2018; Frontiers Media; Volume: 9; Linguagem: Inglês

10.3389/fimmu.2018.02045

1664-3224

Cosimo Bruni, Tracy Frech, Mirko Manetti, Francesca Wanda Rossi, Daniel E. Fürst, Amato de Paulis, Felice Rivellese, Serena Guiducci, Marco Matucci‐Cerinic, Silvia Bellando-Randone,

Mast cells and histamine

The early phase of Systemic sclerosis (SSc) presents edema as one of the main features: this is clinically evident in the digital swelling (puffy fingers) as well as in the oedematous skin infiltration of the early active diffuse subset. Other organs could be affected by this same disease process, such as the lung (with the appearance of ground glass opacities) and the heart (with oedematous changes on cardiac magnetic resonance imaging). The genesis of tissue oedema is tightly linked to pathological changes in the endothelium: various reports demonstrated the effect of transforming growth factor β, vascular endothelial growth factor and hypoxia-reperfusion damage with reactive oxygen species generation in altering vascular permeability and extravasation, in particular in systemic sclerosis. This condition has an alteration in the glycocalyx thickness, reducing the protection of the vessel wall, causing non-fibrotic interstitial oedema, a marker of vascular leak.
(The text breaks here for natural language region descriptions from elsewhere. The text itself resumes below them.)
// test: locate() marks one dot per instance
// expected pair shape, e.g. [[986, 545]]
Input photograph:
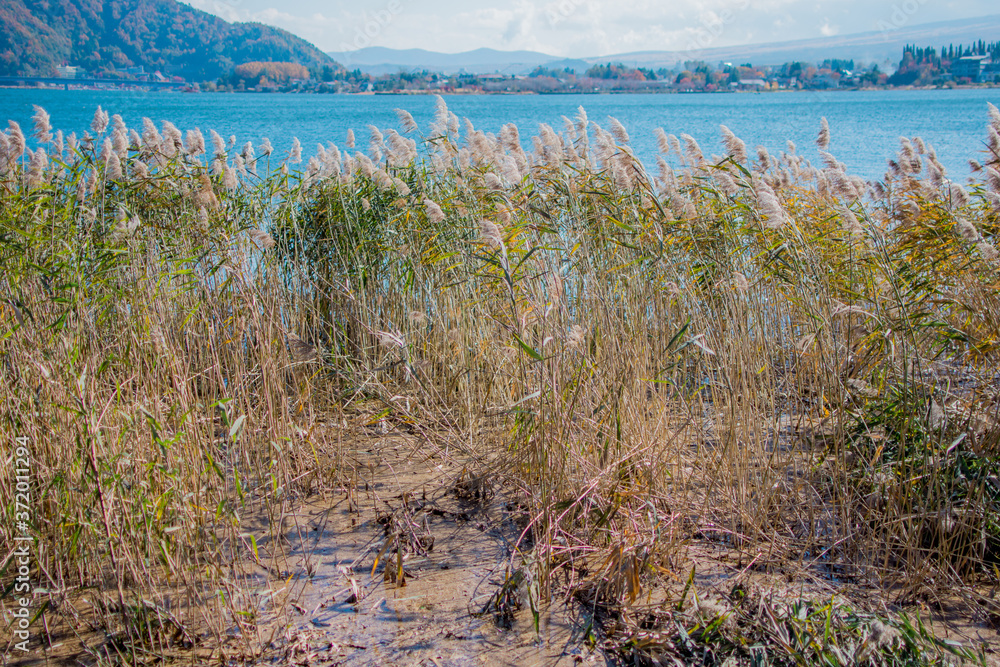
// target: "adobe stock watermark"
[[901, 15], [23, 542], [371, 27]]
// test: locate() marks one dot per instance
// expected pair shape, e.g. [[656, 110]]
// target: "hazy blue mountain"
[[883, 45], [105, 36]]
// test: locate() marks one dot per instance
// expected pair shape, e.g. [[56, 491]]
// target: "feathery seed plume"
[[850, 222], [406, 120], [194, 144], [43, 128], [119, 141], [203, 218], [401, 187], [434, 212], [489, 233], [769, 205], [39, 162], [113, 170], [173, 141], [100, 121], [959, 195], [823, 140], [988, 252], [205, 196], [764, 159], [118, 124], [966, 230], [106, 151], [576, 336], [510, 171], [229, 180], [17, 141], [993, 179], [376, 141]]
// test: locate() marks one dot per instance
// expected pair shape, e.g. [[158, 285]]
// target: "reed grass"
[[755, 351]]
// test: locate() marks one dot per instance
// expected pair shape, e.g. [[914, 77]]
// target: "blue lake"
[[865, 125]]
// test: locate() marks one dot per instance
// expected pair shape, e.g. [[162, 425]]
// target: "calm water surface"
[[865, 126]]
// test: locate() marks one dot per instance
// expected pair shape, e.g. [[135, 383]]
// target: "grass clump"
[[753, 351]]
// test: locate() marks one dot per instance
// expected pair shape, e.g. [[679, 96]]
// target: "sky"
[[581, 28]]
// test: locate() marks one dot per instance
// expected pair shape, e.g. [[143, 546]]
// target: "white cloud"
[[575, 28]]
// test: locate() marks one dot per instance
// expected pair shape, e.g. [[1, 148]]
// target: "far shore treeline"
[[138, 41]]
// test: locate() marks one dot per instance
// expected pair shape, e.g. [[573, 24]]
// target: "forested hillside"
[[106, 36]]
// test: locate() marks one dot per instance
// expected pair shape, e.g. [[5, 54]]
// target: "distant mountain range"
[[381, 60], [883, 46], [111, 35]]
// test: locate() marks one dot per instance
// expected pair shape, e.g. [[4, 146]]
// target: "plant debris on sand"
[[743, 410]]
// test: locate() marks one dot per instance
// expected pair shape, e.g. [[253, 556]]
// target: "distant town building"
[[970, 67]]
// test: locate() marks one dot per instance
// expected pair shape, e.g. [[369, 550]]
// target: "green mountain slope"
[[105, 35]]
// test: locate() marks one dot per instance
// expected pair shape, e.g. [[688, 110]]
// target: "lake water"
[[865, 126]]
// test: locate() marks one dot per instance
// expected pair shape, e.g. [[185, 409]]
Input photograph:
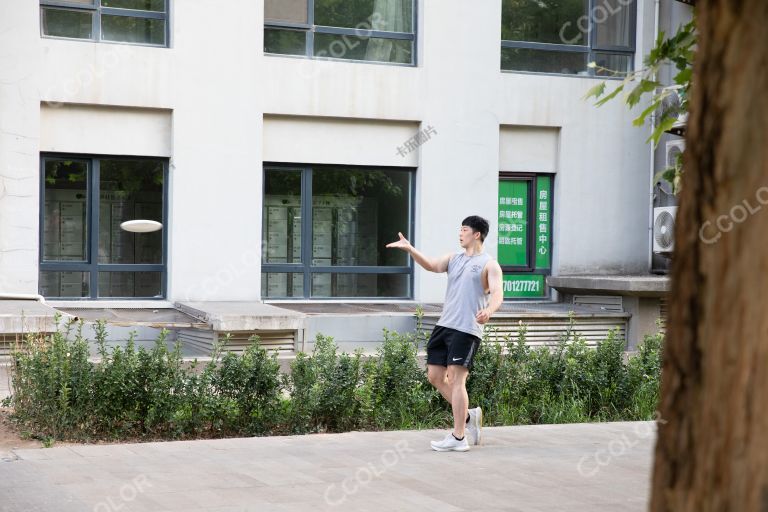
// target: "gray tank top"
[[465, 295]]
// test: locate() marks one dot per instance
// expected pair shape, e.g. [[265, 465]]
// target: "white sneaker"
[[451, 444], [475, 425]]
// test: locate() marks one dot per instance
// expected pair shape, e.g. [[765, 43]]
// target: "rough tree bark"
[[712, 448]]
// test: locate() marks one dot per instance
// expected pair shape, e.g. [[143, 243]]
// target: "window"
[[84, 251], [325, 230], [361, 30], [564, 36], [120, 21], [525, 234]]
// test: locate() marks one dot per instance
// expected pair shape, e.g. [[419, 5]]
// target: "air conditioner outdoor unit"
[[674, 148], [664, 229]]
Moreover, changes in the junction adhesion molecule family and other adhesion molecules, such as ICAM and VCAM, are associated with an increased myeloid cells' extravasation in the skin and increased myelofibroblasts transformation with further vascular leak and cellular migration. This mini-review examines current knowledge on determinants of vascular leak in SSc, shedding light on the role of vascular protection. This could enhance further studies in the light of drug development for early treatment, suggesting that the control of vascular leakage should be considered in the same way that vasodilation and inflammation reduction, as potential therapeutic targets.